Slaughter's Innovative Moment
Classroom Discussion
"The Four Cs"
There are 4 Cs that are considered skills essential to the innovation age.
1. Communication (sharing thoughts, questions, and ideas in an intellectual way)
2. Collaboration (working together to meet a goal)
3. Creativity (Innovation, trying new things or presenting in a new way)
4. Critical Thinking (Problem Solving)
My addition:
5. Connection ( with each other and with previous material)
I have added connection because deeper learning occurs when we connect new information to emotion, a person, or prior knowledge. Fostering the idea of making connections with others, the past, and learned information increases the likelihood of growing from past mistakes or improving on learning. It is using the growth mindset to develop a knowledgeable leader.
Verso
discussion prompts that connect to videos, websites, or even a file like Google Slides and more. The teacher assigns these activities to classes. Students can join the class by utilizing the class code. They can go online complete the task and answer open-ended questions provided by the teacher. The magic is they cannot see what other respondents have written until they have responded. Once they have responded, they can view other respondents. They can like or comment and have a discussion. Another fantastic feature is that all respondents are anonymous to the students, but the teacher can see the names of the students responding.
The teacher can track the progress of the students and can generate a report that shows how many responses, comments, and helpfuls (likes) have been made by each student.
BYOD APP!
SeeSaw
A digital portfolio that collects students’ digital and physical work in one place for curation and assessment.
- Students can use built-in tools to capture learning, reflect, and develop new skills. They can like each other's response and comment.
- Teachers have powerful capabilities to monitor and make decisions on what appears on the classroom page and how much interaction is allowed.
- Use it as parent communication tool to seamlessly share your class or student work to build a strong school-home connection.
Seesaw is an excellent way to teach digital citizenship in a real-time and immersed way that is safe and protected. Not to mention the power of allowing students to use their voice! Empower, engage, and enrich with ease!
Best Thing Ever: Seesaw integrates with many of the apps and resources we already use!
Resources:
Discussion with Google Classroom
Google Classroom: Discussion Hack!
Shake-Up Learning
Google Classroom: Using the Create a Question option
Socratic Method: Inner-outer Circle Discussion
Inner-outer circle discussion are just as they sound. The inner circle of students is discussing the topic at hand and questions. The outer circle is developing the questions based on the discussion. In the beginning there is a need for scaffolding, but overtime the students will develop more understanding of discussion, debate, and questioning.
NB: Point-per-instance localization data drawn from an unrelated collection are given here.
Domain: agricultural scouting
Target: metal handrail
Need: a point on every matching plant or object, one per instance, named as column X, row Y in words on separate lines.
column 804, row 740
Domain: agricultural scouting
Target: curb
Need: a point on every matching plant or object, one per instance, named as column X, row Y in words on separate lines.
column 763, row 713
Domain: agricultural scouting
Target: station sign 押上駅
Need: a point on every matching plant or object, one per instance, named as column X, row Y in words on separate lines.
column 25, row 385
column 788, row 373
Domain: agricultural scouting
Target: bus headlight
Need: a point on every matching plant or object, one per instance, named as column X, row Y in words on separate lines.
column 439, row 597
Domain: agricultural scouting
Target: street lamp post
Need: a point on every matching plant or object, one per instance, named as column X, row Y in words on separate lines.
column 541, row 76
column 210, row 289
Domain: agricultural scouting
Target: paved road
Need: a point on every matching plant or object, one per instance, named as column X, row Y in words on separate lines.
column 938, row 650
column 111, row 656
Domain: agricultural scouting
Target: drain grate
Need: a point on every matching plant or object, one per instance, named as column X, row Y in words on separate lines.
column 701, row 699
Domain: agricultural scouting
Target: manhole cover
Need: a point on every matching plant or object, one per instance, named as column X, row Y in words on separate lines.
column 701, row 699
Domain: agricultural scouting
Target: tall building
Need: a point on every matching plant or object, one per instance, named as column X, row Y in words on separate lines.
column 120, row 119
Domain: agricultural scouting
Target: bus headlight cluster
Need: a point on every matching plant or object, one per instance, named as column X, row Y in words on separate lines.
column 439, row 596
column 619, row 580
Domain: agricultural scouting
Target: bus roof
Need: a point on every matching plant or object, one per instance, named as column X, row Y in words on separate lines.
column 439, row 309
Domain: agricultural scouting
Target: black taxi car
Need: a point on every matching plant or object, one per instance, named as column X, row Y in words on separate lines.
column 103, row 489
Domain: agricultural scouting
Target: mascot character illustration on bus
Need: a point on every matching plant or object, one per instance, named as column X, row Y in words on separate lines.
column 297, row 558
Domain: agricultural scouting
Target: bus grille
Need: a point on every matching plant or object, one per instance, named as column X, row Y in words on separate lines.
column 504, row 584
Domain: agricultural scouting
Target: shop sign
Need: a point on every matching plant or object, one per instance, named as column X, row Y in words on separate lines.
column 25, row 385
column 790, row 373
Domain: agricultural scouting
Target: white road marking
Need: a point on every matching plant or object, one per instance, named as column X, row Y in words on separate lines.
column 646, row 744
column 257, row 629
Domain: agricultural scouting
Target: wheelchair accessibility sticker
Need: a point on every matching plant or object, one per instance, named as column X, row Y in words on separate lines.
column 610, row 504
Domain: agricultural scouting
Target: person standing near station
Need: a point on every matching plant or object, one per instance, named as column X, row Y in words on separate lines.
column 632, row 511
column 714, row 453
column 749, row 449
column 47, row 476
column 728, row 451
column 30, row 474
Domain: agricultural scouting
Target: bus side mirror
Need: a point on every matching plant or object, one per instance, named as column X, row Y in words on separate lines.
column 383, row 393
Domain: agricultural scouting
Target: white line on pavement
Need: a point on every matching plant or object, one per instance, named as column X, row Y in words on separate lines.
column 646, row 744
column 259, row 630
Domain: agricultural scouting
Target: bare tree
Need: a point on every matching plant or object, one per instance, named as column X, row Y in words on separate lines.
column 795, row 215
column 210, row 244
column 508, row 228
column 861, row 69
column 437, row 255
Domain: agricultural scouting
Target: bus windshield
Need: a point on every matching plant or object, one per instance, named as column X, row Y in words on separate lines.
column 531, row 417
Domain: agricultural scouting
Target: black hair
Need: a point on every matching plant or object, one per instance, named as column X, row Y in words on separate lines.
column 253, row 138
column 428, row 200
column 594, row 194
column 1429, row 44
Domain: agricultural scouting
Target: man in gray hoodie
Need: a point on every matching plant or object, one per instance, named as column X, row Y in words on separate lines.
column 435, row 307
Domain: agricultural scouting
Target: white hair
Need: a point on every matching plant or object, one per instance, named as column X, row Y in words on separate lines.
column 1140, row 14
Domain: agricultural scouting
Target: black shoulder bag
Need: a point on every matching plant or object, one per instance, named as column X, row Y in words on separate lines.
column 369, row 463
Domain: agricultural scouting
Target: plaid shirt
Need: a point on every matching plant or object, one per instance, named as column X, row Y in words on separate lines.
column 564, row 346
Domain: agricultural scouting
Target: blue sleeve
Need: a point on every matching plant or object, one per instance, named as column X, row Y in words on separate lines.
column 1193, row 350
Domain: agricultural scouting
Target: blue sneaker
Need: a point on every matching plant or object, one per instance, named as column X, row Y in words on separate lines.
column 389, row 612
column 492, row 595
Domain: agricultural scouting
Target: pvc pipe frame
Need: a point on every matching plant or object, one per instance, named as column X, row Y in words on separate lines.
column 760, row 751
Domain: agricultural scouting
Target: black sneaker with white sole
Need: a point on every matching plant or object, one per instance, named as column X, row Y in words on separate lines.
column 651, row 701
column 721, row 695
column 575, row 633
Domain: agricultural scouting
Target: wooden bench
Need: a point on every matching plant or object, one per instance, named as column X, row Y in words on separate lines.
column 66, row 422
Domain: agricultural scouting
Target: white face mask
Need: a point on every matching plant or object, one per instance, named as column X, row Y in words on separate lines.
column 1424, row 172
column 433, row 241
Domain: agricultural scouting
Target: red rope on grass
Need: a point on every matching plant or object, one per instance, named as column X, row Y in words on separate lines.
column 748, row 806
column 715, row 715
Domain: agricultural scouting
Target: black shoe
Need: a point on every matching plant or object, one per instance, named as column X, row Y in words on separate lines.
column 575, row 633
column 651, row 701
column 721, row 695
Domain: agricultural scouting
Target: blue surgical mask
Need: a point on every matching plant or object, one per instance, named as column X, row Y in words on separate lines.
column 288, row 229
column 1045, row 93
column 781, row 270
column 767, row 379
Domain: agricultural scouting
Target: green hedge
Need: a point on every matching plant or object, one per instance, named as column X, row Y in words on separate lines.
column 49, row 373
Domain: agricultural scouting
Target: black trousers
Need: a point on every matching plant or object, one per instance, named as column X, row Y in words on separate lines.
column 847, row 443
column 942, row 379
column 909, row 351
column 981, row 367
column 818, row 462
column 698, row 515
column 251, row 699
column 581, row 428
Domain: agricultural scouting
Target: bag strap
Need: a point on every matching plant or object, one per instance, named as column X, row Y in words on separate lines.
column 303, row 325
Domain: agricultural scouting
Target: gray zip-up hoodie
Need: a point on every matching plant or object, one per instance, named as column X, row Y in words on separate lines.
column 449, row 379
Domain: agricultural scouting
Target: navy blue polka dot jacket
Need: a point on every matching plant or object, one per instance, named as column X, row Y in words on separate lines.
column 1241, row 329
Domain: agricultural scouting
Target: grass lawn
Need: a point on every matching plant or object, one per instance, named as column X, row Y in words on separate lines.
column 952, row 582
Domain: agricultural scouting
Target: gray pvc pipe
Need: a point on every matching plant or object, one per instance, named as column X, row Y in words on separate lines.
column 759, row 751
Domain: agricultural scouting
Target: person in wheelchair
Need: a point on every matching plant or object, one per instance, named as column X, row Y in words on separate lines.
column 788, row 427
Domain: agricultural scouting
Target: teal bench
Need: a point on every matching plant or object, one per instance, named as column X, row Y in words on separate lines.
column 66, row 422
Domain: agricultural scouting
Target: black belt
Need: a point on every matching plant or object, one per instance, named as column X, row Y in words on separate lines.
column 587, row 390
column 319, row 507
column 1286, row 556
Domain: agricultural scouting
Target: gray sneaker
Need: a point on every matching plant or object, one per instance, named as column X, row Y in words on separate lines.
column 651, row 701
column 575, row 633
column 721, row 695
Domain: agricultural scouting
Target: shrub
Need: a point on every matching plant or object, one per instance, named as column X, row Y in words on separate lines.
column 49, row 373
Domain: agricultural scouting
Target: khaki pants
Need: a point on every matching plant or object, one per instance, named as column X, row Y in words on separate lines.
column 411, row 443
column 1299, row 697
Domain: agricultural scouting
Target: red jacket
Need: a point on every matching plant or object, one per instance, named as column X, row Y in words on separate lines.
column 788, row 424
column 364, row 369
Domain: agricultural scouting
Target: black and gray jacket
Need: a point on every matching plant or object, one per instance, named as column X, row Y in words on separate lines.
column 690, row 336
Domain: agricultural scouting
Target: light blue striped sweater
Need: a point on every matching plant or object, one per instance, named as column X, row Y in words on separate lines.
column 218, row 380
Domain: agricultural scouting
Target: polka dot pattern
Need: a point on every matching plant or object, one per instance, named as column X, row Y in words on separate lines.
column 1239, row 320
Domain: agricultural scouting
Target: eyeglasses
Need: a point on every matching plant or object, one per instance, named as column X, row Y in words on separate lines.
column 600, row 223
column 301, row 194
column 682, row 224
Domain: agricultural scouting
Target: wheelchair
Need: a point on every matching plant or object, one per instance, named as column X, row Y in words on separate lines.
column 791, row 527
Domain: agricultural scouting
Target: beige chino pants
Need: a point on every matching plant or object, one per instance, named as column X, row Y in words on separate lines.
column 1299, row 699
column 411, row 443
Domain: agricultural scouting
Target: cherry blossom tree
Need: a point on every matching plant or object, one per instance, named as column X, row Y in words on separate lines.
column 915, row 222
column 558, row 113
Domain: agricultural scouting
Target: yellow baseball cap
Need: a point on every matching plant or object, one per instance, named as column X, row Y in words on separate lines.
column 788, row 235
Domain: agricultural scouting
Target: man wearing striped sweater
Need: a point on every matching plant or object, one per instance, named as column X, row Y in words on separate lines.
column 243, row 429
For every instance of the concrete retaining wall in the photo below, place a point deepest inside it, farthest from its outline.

- As a child we are full of wonder and questions, but as time goes by this spirit somehow wanes. Successful Socratic Methods spend some time bringing inquiry in full force to the classroom as a prerequisite. For more information concerning this, check out this previous Tech Moment.
- Question and Sentence starters along with some time to prepare will allow for deeper discussion. Talk about open-ended questions and how those can allow conversations to start.
- Bring a story, a hook to get the conversation going. Vocabulary and terms are important to have visual and encourage students to use those terms within the discussion.
- Share the importance of backing up thoughts with evidence.
- Stress the importance of disagreeing with the knowledge that it is not necessarily personal but that everyone has different views.
Incorporate technology with tools like Today's Meet. Outer circle could be posting questions or thoughts concerning the inner circle's discussion using that tool. Inner circle could use these questions and comments as discussion igniters as they appear. The great part is you have a record of the outer circles thought process.